A rare photo of Ricardo Sanchez being allowed to actually play for the Vancouver Whitecaps. (Benjamin Massey/Eighty Six Forever)
A rare photo of Ricardo Sanchez being allowed to actually play for the Vancouver Whitecaps. (Benjamin Massey/Eighty Six Forever)

Willis Forko, Cody Arnoux, Davide Chiumiento, Alain Rochat, a shot at Omar Salgado, Terry Dunfield, Kyle Porter, Alexandre Morfaw, Jonathon McDonald, Blaise Mobulu, and Alex Elliot. Eleven names, all added (or attempted to be added) to the Whitecaps roster since June 1 of this year. Most professional clubs don't have that sort of turnover in an entire off-season, yet the Whitecaps have gone that far in the middle of the USSF Division Two campaign.

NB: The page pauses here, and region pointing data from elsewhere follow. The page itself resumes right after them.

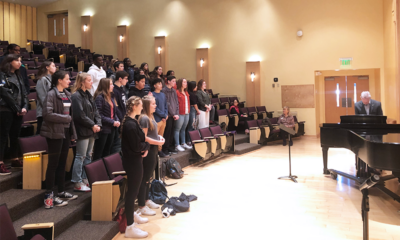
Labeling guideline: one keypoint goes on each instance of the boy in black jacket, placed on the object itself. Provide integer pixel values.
(121, 78)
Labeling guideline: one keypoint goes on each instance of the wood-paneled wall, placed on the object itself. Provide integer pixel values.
(17, 23)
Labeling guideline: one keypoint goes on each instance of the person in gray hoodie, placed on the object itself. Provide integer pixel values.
(97, 72)
(43, 85)
(173, 115)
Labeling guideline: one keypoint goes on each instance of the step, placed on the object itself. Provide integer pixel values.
(87, 230)
(241, 138)
(21, 202)
(11, 181)
(63, 217)
(246, 147)
(182, 157)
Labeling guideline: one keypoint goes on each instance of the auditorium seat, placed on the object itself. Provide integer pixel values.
(200, 146)
(253, 112)
(34, 151)
(7, 229)
(227, 139)
(105, 191)
(215, 143)
(215, 102)
(232, 99)
(255, 132)
(113, 165)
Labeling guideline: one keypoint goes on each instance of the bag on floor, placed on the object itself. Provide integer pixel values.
(158, 193)
(172, 169)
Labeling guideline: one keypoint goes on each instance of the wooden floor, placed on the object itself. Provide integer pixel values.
(240, 197)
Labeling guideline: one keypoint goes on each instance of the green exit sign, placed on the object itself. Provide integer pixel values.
(345, 61)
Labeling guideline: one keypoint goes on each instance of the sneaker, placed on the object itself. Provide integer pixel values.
(152, 204)
(59, 203)
(81, 187)
(67, 196)
(161, 154)
(48, 200)
(186, 146)
(146, 211)
(138, 219)
(133, 231)
(179, 148)
(4, 170)
(16, 164)
(86, 182)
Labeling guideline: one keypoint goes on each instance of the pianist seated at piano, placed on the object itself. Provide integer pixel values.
(287, 120)
(367, 105)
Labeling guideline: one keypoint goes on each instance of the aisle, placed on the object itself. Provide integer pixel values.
(240, 197)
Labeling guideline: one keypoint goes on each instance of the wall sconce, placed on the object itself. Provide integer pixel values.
(252, 76)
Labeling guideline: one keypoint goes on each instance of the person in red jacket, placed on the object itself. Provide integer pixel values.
(184, 110)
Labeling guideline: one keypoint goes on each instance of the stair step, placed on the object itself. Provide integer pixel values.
(246, 147)
(87, 230)
(63, 217)
(11, 181)
(241, 138)
(21, 202)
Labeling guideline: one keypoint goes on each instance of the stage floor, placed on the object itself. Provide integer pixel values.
(240, 197)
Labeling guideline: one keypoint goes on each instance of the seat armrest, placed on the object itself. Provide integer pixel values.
(122, 173)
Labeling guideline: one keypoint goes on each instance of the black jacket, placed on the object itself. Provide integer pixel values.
(133, 91)
(85, 114)
(132, 140)
(120, 98)
(105, 113)
(375, 108)
(7, 96)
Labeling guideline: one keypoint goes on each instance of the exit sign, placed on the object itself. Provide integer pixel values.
(345, 61)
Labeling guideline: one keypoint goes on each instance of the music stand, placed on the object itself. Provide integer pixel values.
(290, 132)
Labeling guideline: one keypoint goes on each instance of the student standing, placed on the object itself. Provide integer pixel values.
(109, 119)
(13, 105)
(87, 123)
(59, 130)
(97, 72)
(173, 114)
(134, 148)
(120, 100)
(181, 123)
(43, 85)
(149, 126)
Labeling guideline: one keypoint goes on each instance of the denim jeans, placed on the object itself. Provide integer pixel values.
(192, 117)
(180, 129)
(83, 157)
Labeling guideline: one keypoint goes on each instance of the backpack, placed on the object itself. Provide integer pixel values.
(171, 168)
(158, 193)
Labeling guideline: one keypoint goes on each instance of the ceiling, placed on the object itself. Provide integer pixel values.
(32, 3)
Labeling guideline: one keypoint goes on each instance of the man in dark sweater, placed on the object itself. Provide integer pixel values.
(138, 89)
(173, 114)
(120, 99)
(161, 113)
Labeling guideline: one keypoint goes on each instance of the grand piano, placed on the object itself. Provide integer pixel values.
(376, 145)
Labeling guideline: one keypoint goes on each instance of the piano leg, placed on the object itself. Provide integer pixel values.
(325, 157)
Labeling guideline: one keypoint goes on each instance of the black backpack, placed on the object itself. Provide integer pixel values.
(171, 168)
(158, 193)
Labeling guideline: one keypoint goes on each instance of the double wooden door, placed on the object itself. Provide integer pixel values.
(58, 28)
(340, 95)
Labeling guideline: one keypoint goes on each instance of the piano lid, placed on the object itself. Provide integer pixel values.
(363, 118)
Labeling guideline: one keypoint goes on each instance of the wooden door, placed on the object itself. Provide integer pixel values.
(335, 91)
(357, 85)
(58, 28)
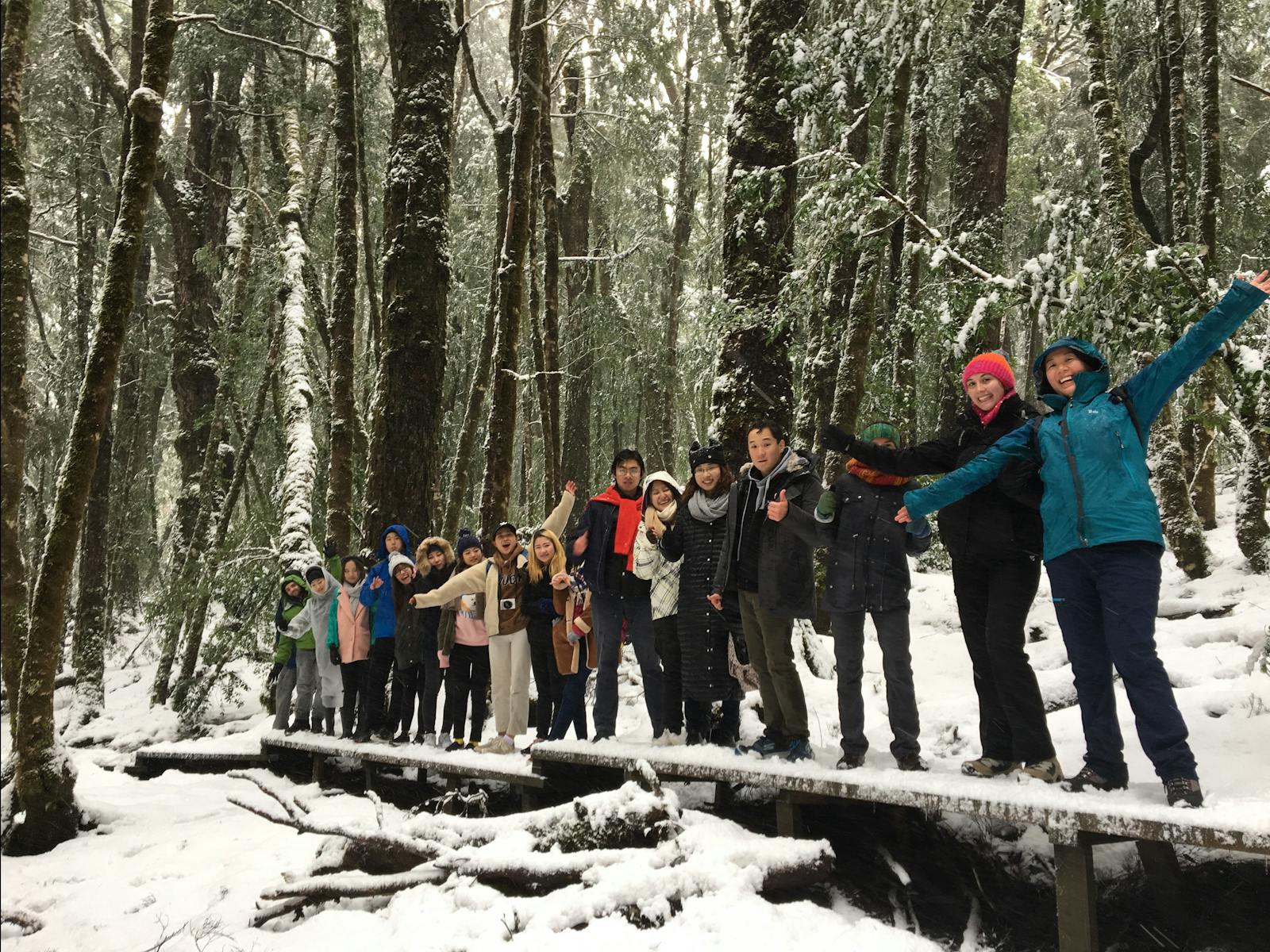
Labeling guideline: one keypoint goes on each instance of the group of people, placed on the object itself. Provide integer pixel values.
(705, 581)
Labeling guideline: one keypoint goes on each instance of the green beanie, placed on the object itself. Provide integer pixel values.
(880, 431)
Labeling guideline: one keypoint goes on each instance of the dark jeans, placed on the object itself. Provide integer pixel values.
(406, 685)
(548, 682)
(353, 673)
(1105, 598)
(992, 601)
(469, 674)
(770, 641)
(666, 639)
(609, 611)
(573, 704)
(378, 668)
(897, 666)
(696, 715)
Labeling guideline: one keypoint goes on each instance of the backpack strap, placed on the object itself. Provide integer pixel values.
(1119, 393)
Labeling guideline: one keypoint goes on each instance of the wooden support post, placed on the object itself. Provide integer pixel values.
(789, 816)
(1076, 895)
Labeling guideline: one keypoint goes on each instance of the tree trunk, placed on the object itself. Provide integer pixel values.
(501, 427)
(44, 782)
(753, 374)
(343, 300)
(977, 184)
(14, 281)
(406, 413)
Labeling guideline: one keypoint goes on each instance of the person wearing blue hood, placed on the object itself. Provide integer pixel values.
(378, 596)
(1103, 537)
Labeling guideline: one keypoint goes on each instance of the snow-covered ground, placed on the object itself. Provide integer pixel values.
(171, 858)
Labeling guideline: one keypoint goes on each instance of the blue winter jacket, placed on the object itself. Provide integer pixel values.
(380, 601)
(1091, 461)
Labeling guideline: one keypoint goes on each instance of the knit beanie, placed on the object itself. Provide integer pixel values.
(465, 541)
(992, 362)
(879, 431)
(709, 454)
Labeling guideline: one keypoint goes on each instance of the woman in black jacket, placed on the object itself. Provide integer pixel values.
(995, 539)
(698, 536)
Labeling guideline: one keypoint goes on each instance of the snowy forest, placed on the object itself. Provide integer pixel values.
(277, 276)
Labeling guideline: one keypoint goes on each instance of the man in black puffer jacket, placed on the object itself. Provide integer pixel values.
(995, 539)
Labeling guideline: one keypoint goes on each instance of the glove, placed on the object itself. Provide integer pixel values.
(833, 438)
(827, 505)
(918, 527)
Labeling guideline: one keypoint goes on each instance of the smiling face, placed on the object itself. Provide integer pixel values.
(1060, 368)
(544, 550)
(708, 476)
(984, 390)
(765, 450)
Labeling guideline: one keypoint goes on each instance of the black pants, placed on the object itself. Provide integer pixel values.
(378, 668)
(406, 685)
(353, 673)
(666, 639)
(469, 676)
(546, 679)
(994, 600)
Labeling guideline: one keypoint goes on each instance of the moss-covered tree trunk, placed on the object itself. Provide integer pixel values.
(44, 781)
(406, 410)
(501, 427)
(753, 374)
(343, 298)
(14, 281)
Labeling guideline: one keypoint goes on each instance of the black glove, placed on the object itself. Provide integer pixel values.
(833, 438)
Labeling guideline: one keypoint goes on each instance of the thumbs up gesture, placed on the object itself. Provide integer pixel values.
(779, 508)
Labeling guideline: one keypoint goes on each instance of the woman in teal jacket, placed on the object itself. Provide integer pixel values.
(1103, 533)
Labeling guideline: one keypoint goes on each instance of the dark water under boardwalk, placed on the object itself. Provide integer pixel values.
(952, 869)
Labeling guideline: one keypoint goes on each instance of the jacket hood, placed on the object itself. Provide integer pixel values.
(421, 555)
(1089, 384)
(664, 476)
(383, 551)
(800, 461)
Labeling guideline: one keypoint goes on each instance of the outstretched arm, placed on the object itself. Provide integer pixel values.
(1151, 387)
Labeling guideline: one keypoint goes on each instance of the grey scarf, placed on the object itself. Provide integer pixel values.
(708, 509)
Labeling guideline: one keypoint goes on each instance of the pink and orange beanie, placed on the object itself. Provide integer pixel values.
(995, 363)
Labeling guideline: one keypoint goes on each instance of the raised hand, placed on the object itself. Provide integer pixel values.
(779, 508)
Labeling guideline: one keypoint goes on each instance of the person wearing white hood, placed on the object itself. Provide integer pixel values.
(323, 588)
(662, 495)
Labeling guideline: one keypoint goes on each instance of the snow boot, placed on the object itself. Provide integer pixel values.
(988, 767)
(1092, 780)
(1184, 791)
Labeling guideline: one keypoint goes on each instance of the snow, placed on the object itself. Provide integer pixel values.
(173, 856)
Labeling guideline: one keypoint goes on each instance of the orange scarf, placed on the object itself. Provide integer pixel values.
(874, 478)
(630, 513)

You don't need me to tell you the reason. It's to get ready for Major League Soccer. The savaging team chemistry will be taken will all be worth it if it makes the team better in 2011 when the games really start to count. It may hurt the team in the short run, but who's interested in that?

I am, for a start.

While everything about the organization screams "get ready for next year", it's easy to forget there's a "this year" too. Our performance against FC Tampa Bay was a good case in point; the Whitecaps may have had a tonne of talented players on the pitch but they had just started playing with each other and as a unit couldn't match Tampa Bay's relative cohesion. Soccer's a team game, and players who have a familiarity with each other and can predict each others' moves have an advantage over those thrown together on the spur of the moment.

Many of these players (I'm looking at you Morfaw, McDonald, and Mobulu) have to be considered outside shots to make the eventual MLS roster. Guys of that calibre - guys who are inferior to what the Whitecaps already had! - have been brought in to ruin the chemistry of a team that had been second- or third-best in the league, the leaders in the NASL Conference, and a team with a better-than-outside shot at making a second division final for the third year on the trot.

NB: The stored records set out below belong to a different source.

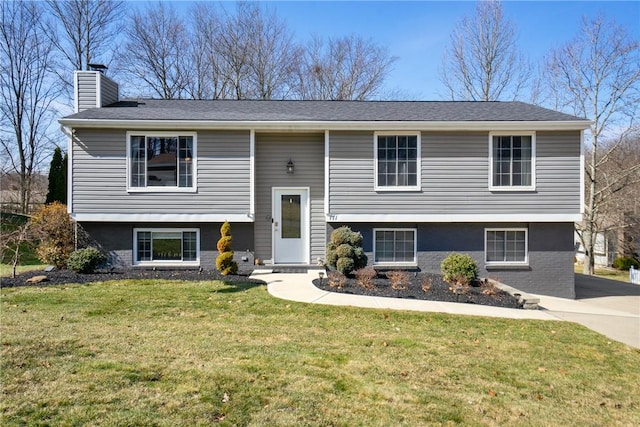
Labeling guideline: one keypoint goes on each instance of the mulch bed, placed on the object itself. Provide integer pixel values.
(63, 277)
(440, 291)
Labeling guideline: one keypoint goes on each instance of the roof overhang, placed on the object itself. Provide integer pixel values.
(326, 125)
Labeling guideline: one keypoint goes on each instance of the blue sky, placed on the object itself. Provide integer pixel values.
(417, 32)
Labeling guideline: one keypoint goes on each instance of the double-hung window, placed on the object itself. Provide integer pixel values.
(166, 246)
(506, 246)
(397, 158)
(512, 159)
(394, 246)
(161, 161)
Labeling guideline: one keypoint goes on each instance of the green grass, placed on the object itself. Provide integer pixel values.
(606, 273)
(183, 353)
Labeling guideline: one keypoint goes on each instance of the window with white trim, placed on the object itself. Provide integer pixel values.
(166, 246)
(161, 161)
(506, 246)
(394, 246)
(397, 158)
(512, 160)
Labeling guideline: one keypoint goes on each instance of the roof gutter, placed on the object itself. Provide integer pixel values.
(326, 125)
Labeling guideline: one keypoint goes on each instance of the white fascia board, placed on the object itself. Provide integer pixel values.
(329, 125)
(447, 218)
(167, 217)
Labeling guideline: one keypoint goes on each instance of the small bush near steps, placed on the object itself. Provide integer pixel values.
(85, 260)
(459, 269)
(344, 251)
(224, 262)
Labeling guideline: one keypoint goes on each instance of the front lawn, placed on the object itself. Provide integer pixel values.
(606, 273)
(146, 352)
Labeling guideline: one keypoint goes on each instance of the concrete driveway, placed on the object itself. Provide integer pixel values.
(609, 307)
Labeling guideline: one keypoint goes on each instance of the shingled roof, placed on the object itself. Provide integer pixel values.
(320, 111)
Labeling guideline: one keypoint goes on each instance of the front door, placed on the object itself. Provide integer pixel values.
(290, 225)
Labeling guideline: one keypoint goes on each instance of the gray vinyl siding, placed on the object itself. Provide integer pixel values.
(109, 91)
(455, 177)
(273, 151)
(87, 90)
(100, 176)
(116, 241)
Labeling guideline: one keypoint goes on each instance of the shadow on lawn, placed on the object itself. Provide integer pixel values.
(63, 277)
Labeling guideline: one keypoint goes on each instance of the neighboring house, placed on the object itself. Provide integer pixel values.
(152, 181)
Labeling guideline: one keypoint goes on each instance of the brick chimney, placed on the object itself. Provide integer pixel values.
(92, 89)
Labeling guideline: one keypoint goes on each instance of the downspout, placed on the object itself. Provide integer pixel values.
(69, 133)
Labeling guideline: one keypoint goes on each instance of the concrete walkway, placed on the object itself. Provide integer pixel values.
(615, 315)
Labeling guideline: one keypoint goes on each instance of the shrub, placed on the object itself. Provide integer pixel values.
(426, 284)
(224, 262)
(336, 279)
(345, 265)
(488, 288)
(344, 250)
(459, 269)
(399, 280)
(366, 277)
(53, 227)
(625, 263)
(86, 260)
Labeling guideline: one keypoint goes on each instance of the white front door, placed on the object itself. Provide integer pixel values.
(290, 225)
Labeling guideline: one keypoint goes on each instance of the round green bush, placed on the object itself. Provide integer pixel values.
(625, 263)
(341, 235)
(459, 268)
(85, 260)
(345, 265)
(345, 251)
(355, 239)
(360, 258)
(224, 244)
(224, 262)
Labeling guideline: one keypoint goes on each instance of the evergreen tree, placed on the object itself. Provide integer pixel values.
(57, 178)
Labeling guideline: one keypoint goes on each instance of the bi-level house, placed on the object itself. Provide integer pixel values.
(152, 181)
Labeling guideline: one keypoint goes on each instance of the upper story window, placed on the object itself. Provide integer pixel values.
(397, 158)
(512, 159)
(161, 161)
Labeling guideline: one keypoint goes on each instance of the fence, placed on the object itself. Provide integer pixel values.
(634, 276)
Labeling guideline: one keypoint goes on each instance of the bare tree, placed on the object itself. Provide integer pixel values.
(598, 75)
(84, 31)
(15, 239)
(273, 54)
(346, 68)
(27, 93)
(207, 80)
(157, 51)
(235, 50)
(617, 190)
(482, 62)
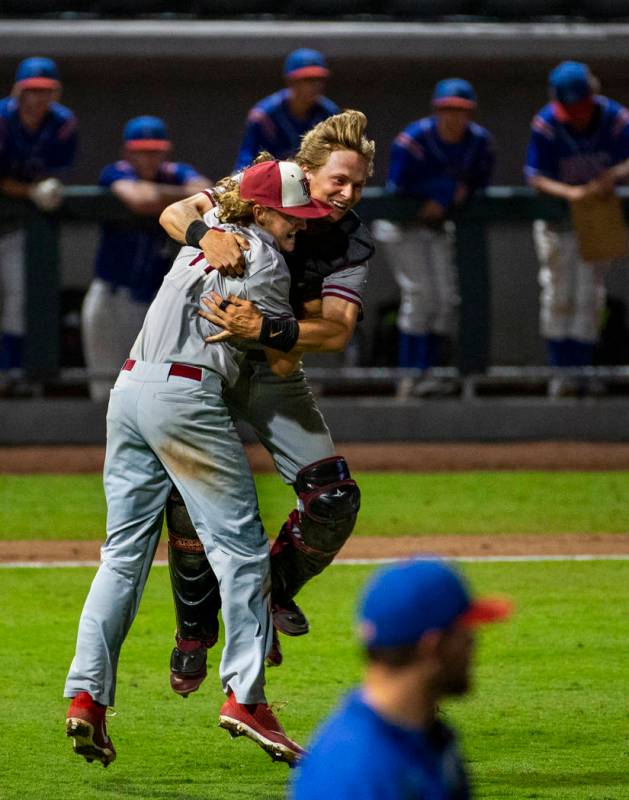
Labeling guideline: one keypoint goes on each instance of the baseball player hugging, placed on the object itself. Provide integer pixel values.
(167, 423)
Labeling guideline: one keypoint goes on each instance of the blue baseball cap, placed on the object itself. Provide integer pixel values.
(570, 82)
(305, 63)
(405, 601)
(454, 93)
(146, 133)
(37, 73)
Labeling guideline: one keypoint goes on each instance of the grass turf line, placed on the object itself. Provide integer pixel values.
(547, 718)
(394, 504)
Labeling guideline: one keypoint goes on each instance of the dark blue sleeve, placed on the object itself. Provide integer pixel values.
(539, 156)
(4, 153)
(115, 172)
(621, 139)
(183, 173)
(483, 167)
(403, 169)
(63, 149)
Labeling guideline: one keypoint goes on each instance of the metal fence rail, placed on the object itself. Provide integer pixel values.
(498, 204)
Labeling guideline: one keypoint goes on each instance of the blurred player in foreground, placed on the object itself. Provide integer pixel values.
(578, 148)
(132, 259)
(167, 423)
(37, 147)
(386, 741)
(328, 277)
(277, 122)
(441, 160)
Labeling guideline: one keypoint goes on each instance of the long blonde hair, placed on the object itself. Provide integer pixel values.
(344, 131)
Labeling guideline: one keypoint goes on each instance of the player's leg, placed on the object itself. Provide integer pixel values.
(198, 444)
(13, 299)
(136, 488)
(196, 596)
(441, 306)
(589, 305)
(191, 431)
(110, 321)
(557, 253)
(288, 422)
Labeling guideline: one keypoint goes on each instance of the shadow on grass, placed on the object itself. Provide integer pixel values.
(176, 789)
(556, 780)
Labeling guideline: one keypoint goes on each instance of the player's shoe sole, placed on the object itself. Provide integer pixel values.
(82, 734)
(277, 751)
(289, 619)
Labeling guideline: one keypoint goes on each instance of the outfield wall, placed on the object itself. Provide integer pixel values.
(354, 419)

MLS is all well and good for the future, but must we suffer in the present to get there?

It's not just the players they brought in, but the ones they cut lose. Marlon James is gone and didn't play much when he was here. "Health" was the excuse, as it always was with James; a 33-year-old St. Vincentian who could finish maybe even better than Charles Gbeke when he was healthy but who just wasn't healthy enough. But James's exile requires more than that for an explanation. During the Voyageurs Cup, James was left on the bench or even out of the lineup in favour of the ineffective Marcus Haber or whatever young gun appealed to Teitur that week but James also swore up and down to a Southsider he spoke to that he was fit and ready to go when Vancouver desperately needed a goal in Montreal to keep him alive and opted for the unblooded Residency pup Doudou Toure instead.

Midfielders like Ansu Toure and Justin Moose were never going to be good enough for the MLS team, and everybody knew it. But at the USSF D2 level both were valuable enough components and Toure, in particular, was having a fine season. Now, Moose is gone and Toure is at an undisclosed location while everyone expects him to be all-but-officially released. Also gone are Jonny Steele and Ricardo Sanchez, understandable on a level - for neither looked terrific in limited opportunities in Vancouver - but bewildering on another, for both are former USL-1 MVPs who have gotten a new lease on life in Tampa Bay and can clearly play this game a little.

All these moves probably conspire to make the Whitecaps better in the long run. Bringing in kids like Porter and veterans like Dunfield won't make any difference if they can't play. If Cody Arnoux plays a few games for the Whitecaps this season and gets onto the team next year one way or another, that'll be better for Cody Arnoux and the 2011 Whitecaps than if he'd simply shown up at the beginning of the season. And ultimately, even I cannot dispute that MLS is where the excitement is. It's a reason this blog exists, for one. It's the reason there's so much enthusiasm over each of these frequently rather pedestrian signings, and the reason the more spectacular ones are possible. Ignoring MLS to concentrate on USSF D2 would be an even worse strategy than the reverse.

But we have a championship team here, or at least had one. That seems like an awfully big thing to throw away lightly.